Sometimes, a patient needs to be readmitted to the hospital and it’s simply no one’s fault.  It is a difficult concept for many Americans to grasp that an adverse event could occur without an individual or an institution to blame.  Remember, we live in a society where folks sued Burger King alleging the company was responsible for their kids’ obesity.   I counsel families that when we are sending their relative home, particularly when they suffer from chronic diseases or other incurable conditions, that we do so based on what I and the others on the team know at the time.  We are not clairvoyant.   If we had this power and knew that the patient would become more ill 3 days hence, we wouldn’t sent him home.  It’s may not be quite fair, but would be quite understandable, to wonder if a patient who is readmitted should never have been discharged home in the first place.   There are some patients who are so fragile, that they can tilt backwards anytime and for very small reasons. 

What we know for sure is that life and illness are unpredictable. 

Sunday, December 6, 2015

Am I Too Old for a Colonoscopy?

Most of us are familiar with the concept of medical guidelines.  These are sets of criteria that are supposed to ‘guide’ physicians facing certain medical circumstances.
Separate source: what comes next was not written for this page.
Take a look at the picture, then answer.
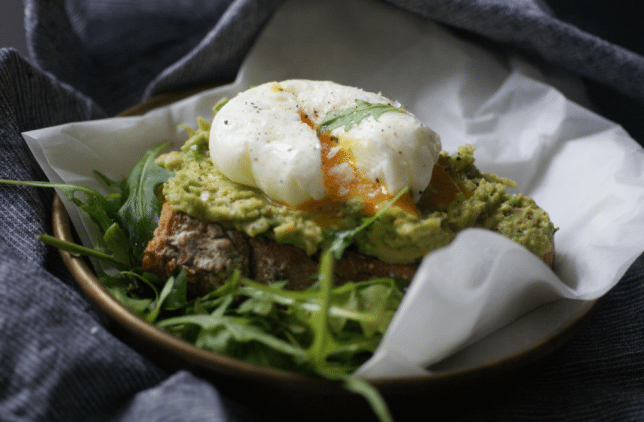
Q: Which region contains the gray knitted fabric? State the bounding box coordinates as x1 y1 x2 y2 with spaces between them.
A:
0 0 644 422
As physicians know, and often lament, guidelines over time morph to become mandates.  Even though by definition, a guideline is voluntary, many hospital oversight committees and insurance companies require physicians who deviate from guidelines to explain their actions.

The U.S Preventive Services Task Force guideline states that folks 75 and older should not receive screening colonoscopies.  The  reason is that medical studies have demonstrated that the benefits of colon cancer screening in this age group is not justified by the risk and expense of the effort.  Of course, there is an age when colonoscopy does not make sense, but I’m just not sure what this
magic number is.

Too Old for a Colonoscopy?

Consider these two hypothetical patients.

(1)   A 78 year old man in excellent health has never had a screening colonoscopy.  Should he be denied this as it will violate the guideline even though this guy has a decent chance of living another decade

(2) A 60 year old comes to my office from his dialysis session dragging his oxygen tank behind him.  He’s never had a colonoscopy.  Does a screening study really make sense here?

Guidelines and all their ilk are a one-size-fits-all approach to a profession that needs to individualize its advice to living, breathing human beings.  There’s more absurdity to come.  Insurance companies and the government are increasingly tracking physicians to assure that they are following all appropriate guidelines.  Those who deviate face the prospects of decreased reimbursements and being highlighted publicly on websites  and elsewhere as being deficient.

How easy do you think it would be to argue your case to an insurance company that a particular guideline didn’t apply to a particular patient?   Having had the thrill and pleasure of  dealing with medical insurance companies and the government, I can answer this in a quiz format, one of my preferred educational tools. Please arrange the following 4 actions in increasing order of difficulty.

(1) Stumbling into a bee hive while walking in the woods.

(2) Swallowing glass shards.

(3) Watching C-SPAN for 24 hours without interruption.